I lean down and speak close to her ear. "Choose one blindly. Whatever you land on, that's the one."

"That's—" She laughs slightly. "That's not how you choose a book."

"It is today."

She reaches forward, both hands out, navigating by touch. Her fingers tap along the spines — one, the next, the one after. She pulls one out and holds it for a moment.

"Too thick," she says, and puts it back.

She moves her hands to the opposite side and picks one up.

"Is that the one?" I whisper.

I feel her smile under my palm. "Yes."

I take it before she can look at the cover and tuck it under my arm. Then I take her hand.

The philosophy section is a few aisles down.

She looks at the shelves; her eyes moving across the spines the way they move across annotated margins — slowly, reading everything.

"Are you going to show me the book?" she asks, looking at it tucked under my arm.

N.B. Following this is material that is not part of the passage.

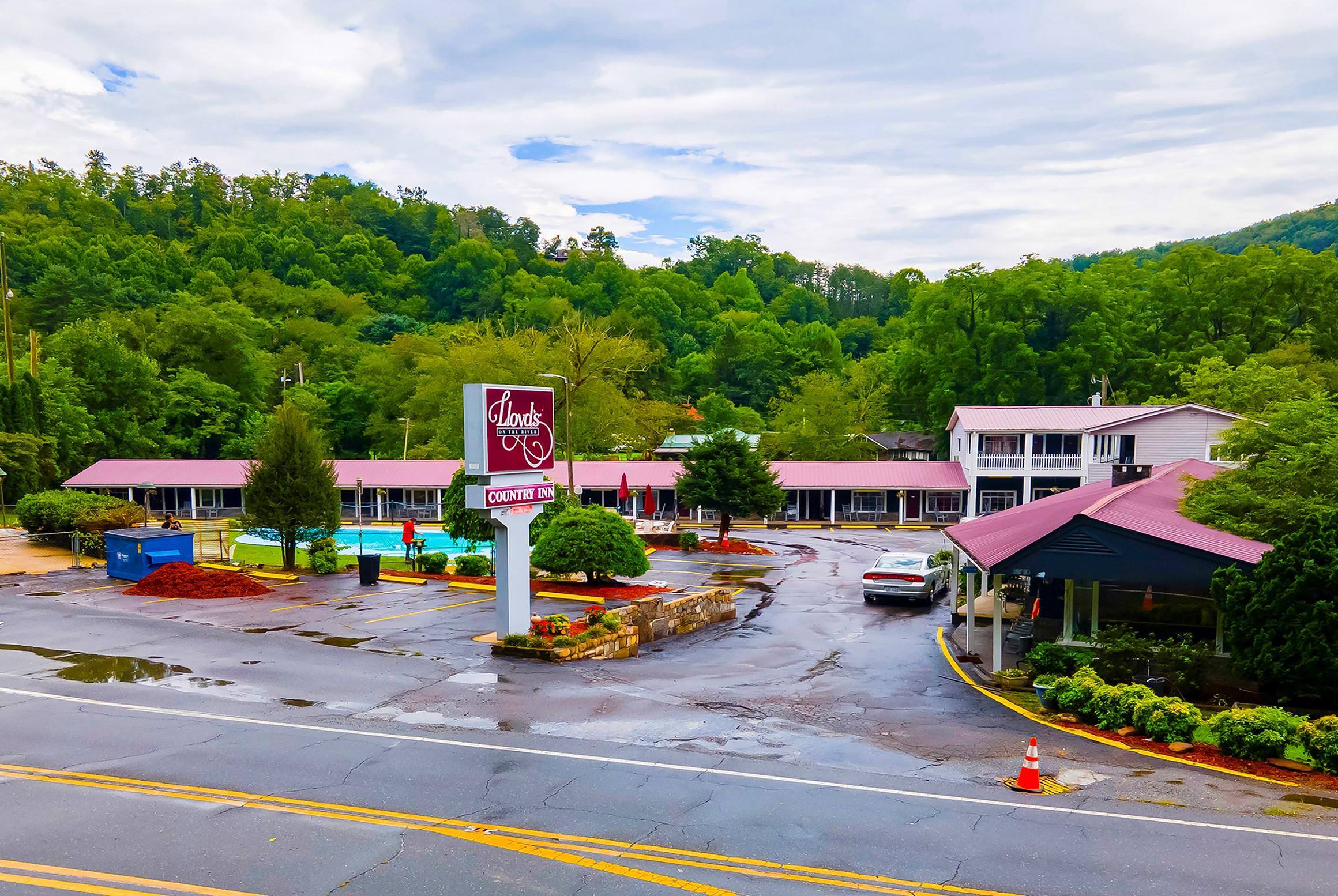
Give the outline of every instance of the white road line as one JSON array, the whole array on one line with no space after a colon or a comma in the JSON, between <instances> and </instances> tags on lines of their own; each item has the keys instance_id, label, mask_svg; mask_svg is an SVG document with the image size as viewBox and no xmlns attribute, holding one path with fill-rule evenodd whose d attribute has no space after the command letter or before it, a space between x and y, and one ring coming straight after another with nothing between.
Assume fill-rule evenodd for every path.
<instances>
[{"instance_id":1,"label":"white road line","mask_svg":"<svg viewBox=\"0 0 1338 896\"><path fill-rule=\"evenodd\" d=\"M784 774L763 774L760 772L735 772L732 769L716 769L700 765L678 765L674 762L653 762L650 760L628 760L610 756L591 756L587 753L565 753L562 750L539 750L530 746L506 746L502 744L479 744L475 741L455 741L443 737L425 737L421 734L391 734L388 732L360 732L351 727L333 727L330 725L304 725L301 722L276 722L273 719L245 718L242 715L219 715L217 713L197 713L187 709L166 709L161 706L139 706L136 703L114 703L103 699L90 699L87 697L66 697L64 694L44 694L35 690L19 690L16 687L0 687L0 694L16 694L19 697L37 697L44 699L63 701L67 703L83 703L86 706L107 706L111 709L128 709L136 713L150 713L154 715L175 715L179 718L198 718L206 722L235 722L240 725L261 725L266 727L286 727L301 732L320 732L321 734L343 734L348 737L369 737L387 741L412 741L416 744L438 744L440 746L459 746L471 750L491 750L495 753L520 753L524 756L546 756L558 760L577 760L581 762L597 762L599 765L626 765L642 769L665 769L669 772L690 772L693 774L713 774L724 778L745 778L751 781L771 781L773 784L797 784L808 788L830 788L834 790L854 790L856 793L878 793L891 797L910 797L914 800L938 800L942 802L961 802L978 806L997 806L999 809L1026 809L1029 812L1057 812L1061 814L1086 816L1094 818L1115 818L1119 821L1140 821L1144 824L1164 824L1180 828L1204 828L1208 830L1232 830L1236 833L1254 833L1266 837L1293 837L1297 840L1319 840L1338 844L1338 836L1322 833L1305 833L1301 830L1278 830L1276 828L1251 828L1246 825L1216 824L1211 821L1188 821L1184 818L1157 818L1155 816L1139 816L1124 812L1100 812L1097 809L1073 809L1066 806L1048 806L1034 802L1009 802L1008 800L986 800L982 797L959 797L947 793L926 793L923 790L899 790L895 788L878 788L867 784L844 784L840 781L819 781L815 778L795 778ZM0 707L3 709L3 707Z\"/></svg>"}]
</instances>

"Not yet." I point at the shelf in front of us. "Do you know philosophy?"

"I love philosophy." She runs her finger along a row of spines and stops on one and tilts her head slightly and says, "The life of wisdom must be a life of enquiry." She glances at me. "Plato. I wrote it on my wall freshman year of high school, and my mother made me paint over it."

"Why?"

"She said it implied the answers weren't already decided." She almost smiles. "Which, in our house, they were."

I pull a book from the shelf and hold it out.

"No." She looks at me with that look — the one that is trying to figure out what I'm doing and enjoying not knowing. Then her eyes move to my shoulder. The front of my shirt. Back up to my face. "You're really tall," she says, like she's just noticed.

"So they say."

Her eyes trace my shoulders again with an expression she doesn't fully close off in time. Then her gaze snaps back to mine.